Viktor Orbán, ancien Premier ministre hongrois, avait conditionné le déblocage d'un prêt de 90 milliards d'euros de l'UE à la réparation de cet oléoduc. Pour Zelensky, cet événement marque un tournant : "Nous espérons que le retour à la normale des opérations de Droujba entraînera des avancées significatives pour nos négociations d'adhésion à l'UE".
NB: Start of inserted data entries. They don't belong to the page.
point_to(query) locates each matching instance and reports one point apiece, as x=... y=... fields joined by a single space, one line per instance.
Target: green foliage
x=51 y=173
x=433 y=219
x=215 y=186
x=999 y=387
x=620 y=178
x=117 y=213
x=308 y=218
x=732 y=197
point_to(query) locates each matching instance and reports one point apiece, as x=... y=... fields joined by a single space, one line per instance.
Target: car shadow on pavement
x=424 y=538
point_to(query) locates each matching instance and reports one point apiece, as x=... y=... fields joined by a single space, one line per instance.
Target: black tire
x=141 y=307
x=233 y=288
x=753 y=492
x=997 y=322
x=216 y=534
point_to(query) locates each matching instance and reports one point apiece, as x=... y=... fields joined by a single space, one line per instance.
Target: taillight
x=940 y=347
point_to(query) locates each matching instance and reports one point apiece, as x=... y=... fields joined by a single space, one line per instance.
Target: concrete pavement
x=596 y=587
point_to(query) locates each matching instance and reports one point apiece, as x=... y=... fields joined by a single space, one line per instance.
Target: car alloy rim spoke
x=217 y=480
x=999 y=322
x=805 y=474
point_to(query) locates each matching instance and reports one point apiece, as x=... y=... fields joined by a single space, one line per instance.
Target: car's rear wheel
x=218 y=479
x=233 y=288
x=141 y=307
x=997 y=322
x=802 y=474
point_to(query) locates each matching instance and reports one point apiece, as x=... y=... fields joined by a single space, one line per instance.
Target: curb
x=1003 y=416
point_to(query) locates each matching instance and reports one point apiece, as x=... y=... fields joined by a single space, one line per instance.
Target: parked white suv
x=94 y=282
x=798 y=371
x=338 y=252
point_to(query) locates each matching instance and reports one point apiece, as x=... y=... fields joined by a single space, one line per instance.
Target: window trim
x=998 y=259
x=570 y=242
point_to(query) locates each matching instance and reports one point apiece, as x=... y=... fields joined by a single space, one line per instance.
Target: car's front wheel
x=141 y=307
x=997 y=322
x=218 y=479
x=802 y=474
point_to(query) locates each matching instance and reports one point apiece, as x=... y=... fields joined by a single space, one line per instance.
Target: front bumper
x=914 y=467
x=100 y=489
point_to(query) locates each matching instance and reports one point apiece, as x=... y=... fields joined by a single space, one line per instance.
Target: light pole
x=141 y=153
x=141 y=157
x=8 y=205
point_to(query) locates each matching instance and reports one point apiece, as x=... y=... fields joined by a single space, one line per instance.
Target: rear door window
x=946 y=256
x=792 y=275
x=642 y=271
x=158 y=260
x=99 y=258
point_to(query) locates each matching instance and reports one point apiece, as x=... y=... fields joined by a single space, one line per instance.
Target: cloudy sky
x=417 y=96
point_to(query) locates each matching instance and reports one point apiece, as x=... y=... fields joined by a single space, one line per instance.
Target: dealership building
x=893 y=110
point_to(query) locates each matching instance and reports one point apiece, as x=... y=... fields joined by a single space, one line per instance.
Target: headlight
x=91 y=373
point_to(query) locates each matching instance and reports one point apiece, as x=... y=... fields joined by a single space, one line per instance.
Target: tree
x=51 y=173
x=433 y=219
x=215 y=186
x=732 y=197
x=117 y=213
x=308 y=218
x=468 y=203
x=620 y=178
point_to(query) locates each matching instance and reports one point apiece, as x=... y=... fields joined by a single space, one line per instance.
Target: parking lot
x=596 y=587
Parallèlement, des tensions politiques s'exacerbent. Le présentateur russe Vladimir Soloviev a récemment proféré des insultes à l’encontre de la Première ministre italienne Giorgia Meloni, déclenchant une vague d'indignations en Italie, où les représentants politiques de tous bords ont condamné ces attaques.
En termes de dommages collatéraux, on apprend de l’Ukraine que 116 drones russes ont été abattus lors d'une attaque récente, faisant 25 blessés. La situation reste explosive.
Enfin, selon une analyse récente du Must, les services de renseignement suédois, la Russie aurait des difficultés économiques plus sévères qu'elle ne le laisse entendre, manipulant ainsi ses chiffres pour donner l'illusion d’une solidité qu’elle ne possède pas. D’après leurs estimations, Moscou aurait besoin d'un prix du pétrole supérieur à 100 dollars le baril pour stabiliser son budget.
Malgré tout, la détermination du Kremlin à poursuivre ses objectifs stratégiques en Ukraine demeure intacte, ce qui rend les discussions autour de cette guerre complexe et incertaine.